Inter-State Transport Agency Vs. Bibi Habiba Khatoon (Dead) by Lrs.
(From the Judgment and Order dated 6.2.1991 of the Patna High Court in S.A. No. 265 of 1990)
(From the Judgment and Order dated 6.2.1991 of the Patna High Court in S.A. No. 265 of 1990)
Bihar Buildings (Lease, Rent and Eviction) Control Act, 1947
Section. 15, 11. Eviction – Non payment of rent – First suit decreed – Second appeal pending – Tenant seeking permission to deposit arrears of rent and future rent – Time granted up to particular date – Delay in deposit – Still land-lord with drawing the amount without demur – Second suit for eviction on grounds of default in payment of rent as per orders of High Court. Held that it was not maintainable as delay in depositing rent in compliance of orders in second appeal is not a ground envisaged by Sec 11. (Para 2)

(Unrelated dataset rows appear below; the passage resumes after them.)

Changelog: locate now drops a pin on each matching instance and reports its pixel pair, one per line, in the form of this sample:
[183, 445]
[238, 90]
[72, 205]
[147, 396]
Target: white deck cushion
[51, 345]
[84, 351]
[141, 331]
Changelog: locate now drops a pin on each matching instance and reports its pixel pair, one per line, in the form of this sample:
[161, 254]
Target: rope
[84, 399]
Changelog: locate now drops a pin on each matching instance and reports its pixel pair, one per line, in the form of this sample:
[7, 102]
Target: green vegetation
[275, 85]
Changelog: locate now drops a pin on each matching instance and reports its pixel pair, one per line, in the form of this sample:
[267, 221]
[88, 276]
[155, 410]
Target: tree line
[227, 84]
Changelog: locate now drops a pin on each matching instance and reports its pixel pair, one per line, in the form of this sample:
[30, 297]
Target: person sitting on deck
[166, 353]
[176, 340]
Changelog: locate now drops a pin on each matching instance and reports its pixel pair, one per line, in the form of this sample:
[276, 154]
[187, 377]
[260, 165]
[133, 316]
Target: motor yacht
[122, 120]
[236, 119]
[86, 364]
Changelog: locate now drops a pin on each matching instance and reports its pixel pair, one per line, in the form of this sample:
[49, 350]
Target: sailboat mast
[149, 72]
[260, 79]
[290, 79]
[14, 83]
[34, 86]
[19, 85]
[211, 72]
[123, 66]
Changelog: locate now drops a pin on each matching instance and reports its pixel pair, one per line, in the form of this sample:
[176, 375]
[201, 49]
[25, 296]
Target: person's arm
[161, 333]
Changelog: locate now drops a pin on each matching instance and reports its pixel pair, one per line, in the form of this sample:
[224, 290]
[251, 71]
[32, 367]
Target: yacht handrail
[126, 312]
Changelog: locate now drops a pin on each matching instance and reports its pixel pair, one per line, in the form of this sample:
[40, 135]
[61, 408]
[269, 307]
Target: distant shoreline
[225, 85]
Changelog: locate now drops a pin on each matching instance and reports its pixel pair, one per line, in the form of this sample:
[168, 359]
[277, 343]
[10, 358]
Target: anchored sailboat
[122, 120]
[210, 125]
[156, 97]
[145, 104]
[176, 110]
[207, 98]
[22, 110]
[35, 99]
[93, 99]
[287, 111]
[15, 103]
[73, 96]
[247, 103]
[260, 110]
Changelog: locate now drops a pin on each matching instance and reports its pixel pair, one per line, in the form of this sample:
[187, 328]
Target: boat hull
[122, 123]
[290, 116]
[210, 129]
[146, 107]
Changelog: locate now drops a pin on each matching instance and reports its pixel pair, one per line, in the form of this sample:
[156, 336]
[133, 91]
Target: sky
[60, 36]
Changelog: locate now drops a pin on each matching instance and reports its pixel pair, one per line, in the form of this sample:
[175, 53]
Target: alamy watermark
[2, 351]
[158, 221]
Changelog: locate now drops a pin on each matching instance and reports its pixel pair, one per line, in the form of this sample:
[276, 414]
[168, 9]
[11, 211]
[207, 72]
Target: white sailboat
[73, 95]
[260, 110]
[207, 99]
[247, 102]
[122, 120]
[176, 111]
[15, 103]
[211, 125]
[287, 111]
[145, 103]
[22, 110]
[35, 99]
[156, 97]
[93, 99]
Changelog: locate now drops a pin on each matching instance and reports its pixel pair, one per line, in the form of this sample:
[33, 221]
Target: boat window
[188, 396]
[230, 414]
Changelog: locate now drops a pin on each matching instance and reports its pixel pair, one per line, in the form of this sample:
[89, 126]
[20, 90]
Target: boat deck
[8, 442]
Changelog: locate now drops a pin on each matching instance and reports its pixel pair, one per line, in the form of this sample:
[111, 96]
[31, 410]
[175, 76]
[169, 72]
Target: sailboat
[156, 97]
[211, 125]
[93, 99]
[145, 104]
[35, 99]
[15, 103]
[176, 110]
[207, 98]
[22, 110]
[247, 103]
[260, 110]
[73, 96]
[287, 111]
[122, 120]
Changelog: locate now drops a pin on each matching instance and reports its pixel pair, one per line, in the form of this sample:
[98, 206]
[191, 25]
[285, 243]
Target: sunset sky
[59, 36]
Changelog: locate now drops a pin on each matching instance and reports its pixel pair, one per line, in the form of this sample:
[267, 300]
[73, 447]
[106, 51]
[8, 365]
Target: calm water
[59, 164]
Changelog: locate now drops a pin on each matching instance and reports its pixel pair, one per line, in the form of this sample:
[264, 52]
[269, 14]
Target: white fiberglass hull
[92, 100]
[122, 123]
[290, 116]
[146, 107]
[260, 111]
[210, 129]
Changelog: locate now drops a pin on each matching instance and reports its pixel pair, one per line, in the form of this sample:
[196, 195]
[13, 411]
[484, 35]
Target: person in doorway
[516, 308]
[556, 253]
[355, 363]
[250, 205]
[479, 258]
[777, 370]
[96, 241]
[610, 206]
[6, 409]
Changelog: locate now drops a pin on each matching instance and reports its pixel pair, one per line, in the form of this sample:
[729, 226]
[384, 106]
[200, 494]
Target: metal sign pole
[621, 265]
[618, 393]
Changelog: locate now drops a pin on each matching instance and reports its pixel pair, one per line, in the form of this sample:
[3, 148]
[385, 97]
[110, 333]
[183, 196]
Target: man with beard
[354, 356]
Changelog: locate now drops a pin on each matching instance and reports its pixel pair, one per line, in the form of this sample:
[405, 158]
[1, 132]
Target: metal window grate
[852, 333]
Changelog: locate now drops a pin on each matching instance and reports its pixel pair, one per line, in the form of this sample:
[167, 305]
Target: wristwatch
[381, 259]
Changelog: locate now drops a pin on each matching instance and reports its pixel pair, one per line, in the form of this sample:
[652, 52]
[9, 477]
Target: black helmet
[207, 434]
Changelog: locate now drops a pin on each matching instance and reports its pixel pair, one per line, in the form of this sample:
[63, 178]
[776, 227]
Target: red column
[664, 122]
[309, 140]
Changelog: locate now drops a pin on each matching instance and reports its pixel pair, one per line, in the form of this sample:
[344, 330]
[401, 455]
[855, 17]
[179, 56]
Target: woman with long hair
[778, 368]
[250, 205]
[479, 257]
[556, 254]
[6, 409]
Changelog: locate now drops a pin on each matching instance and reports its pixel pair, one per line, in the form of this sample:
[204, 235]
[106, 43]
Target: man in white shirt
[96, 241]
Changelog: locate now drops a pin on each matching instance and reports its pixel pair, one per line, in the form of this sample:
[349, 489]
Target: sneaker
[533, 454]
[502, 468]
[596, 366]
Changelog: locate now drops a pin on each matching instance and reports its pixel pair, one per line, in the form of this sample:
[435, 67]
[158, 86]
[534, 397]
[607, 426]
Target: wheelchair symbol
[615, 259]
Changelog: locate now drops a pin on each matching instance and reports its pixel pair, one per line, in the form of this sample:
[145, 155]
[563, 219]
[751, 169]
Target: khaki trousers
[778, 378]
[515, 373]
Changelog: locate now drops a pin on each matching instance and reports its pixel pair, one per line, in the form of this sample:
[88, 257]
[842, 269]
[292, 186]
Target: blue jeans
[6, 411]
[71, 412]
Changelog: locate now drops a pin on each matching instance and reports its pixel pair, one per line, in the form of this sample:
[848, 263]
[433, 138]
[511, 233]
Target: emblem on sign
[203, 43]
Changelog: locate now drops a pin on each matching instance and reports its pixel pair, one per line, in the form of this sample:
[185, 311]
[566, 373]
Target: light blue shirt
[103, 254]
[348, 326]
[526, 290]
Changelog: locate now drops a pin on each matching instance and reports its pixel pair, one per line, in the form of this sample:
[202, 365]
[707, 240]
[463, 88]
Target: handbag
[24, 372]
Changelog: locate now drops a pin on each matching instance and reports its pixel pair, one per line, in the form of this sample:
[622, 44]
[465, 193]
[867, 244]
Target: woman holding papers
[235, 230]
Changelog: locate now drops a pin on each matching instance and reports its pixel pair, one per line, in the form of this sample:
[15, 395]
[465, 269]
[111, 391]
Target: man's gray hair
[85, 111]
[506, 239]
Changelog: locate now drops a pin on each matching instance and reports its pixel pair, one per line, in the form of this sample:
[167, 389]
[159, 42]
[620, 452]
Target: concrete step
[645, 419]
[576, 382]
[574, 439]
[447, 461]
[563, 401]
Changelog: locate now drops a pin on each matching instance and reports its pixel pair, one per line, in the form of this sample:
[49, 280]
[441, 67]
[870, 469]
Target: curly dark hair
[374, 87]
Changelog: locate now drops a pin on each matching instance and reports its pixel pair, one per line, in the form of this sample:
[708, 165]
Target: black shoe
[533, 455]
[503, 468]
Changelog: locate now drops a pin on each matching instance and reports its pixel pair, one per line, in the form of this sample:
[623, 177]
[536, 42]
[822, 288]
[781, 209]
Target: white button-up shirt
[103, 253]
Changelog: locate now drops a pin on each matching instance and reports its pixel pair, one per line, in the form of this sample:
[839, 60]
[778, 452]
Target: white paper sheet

1. The respondent instituted Title Suit No. 6 of 1974 for eviction of the appellant on the ground of default in payment of rent. That suit was dismissed on 31.1.1978. The first appeal preferred by the respondent before the District Judge succeeded vide judgment and order date 31.3.1979. The appellant filed second appeal in the High Court, being Second Appeal No. 404 of 1979. During the pendency of that appeal, the landlord-respondent filed an application under Section 15 of the Bihar Buildings (Lease, Rent and Eviction) Control Act, 1947 (3 of 1947) (herei-nafter “the Act”) for deposit of arrears of rent accumulated during the pendency of the appeal and future rent during the pendency of the appeal. An order came to be made by the High Court on 25.9.1979 to deposit the arrears of rent by 15.11.1979. The appellant, however, deposited the arrears of rent on 9.2.1980 and that amount was subsequently withdrawn by the respondent-landlord. While the second appeal was pending in the High Court, the respondent instituted Title Suit No. 100 of 1980 seeking eviction of the appellant on the ground that during the pendency of the appeal in the High Court arising out of the earlier suit, the appellant had not complied with the directions of the High Court to deposit the rent made on 25.9.1979, in the application under Section 15 of the Act within the prescribed time and was thus in default in payment of arrears of rent and, therefore, liable to be evicted. The appellant contested the suit and in his written statement inter alia raised the plea that the default in the deposit of rent pursuant to the orders passed by the High Court in the application under Section 15 of the Act within the prescribed period could not be a ground for his eviction. It was also averred that since the respondent had withdrawn the rent amount, she had waived her right to complain about the delayed deposit of rent. The trial court decreed Title Suit No. 100 of 1980 on 29.3.1985. An appeal filed by the appellant before the District Judge was dismissed on 10.5.1990. His second appeal failed before the High Court on 6.2.1991. Hence this appeal by
special leave.
2. We have heard learned counsel for the parties and gone through the records. The consequence of non-compliance with a direction made under Section 15 of the Act is contained in Sec-tion 15(1) of the Act. The court could order the defence against ejectment to be struck off and to place the tenant in the same position as if he had not defended the claim to ejectment in the matter or cause in which the direction was made. For non-compliance of the directions in the second appeal, recourse could not be had to seeking ejectment under Section 11 of the Act. Delay in the deposit of rent is not covered by Section 11 of the Act, particularly after the rent was withdrawn without demur by the landlord. The trial court, the first appellate court and the High Court fell in error in not noticing the distinction between the remedies available under Section 11 of the Act and those available for non-compliance with the directions under Section 15 of the Act. The courts below ought to have held that the suit for eviction was not maintainable on the ground of delay in deposit of rent in violation of the directions given in the second appeal arising out of Title Suit No. 6 of 1974. The impugned order, under the circumstances, cannot be sustained. Consequently, we allow this appeal and set aside the impugned order. As a result, Title Suit No. 100 of 1980 shall stand dismissed. No costs.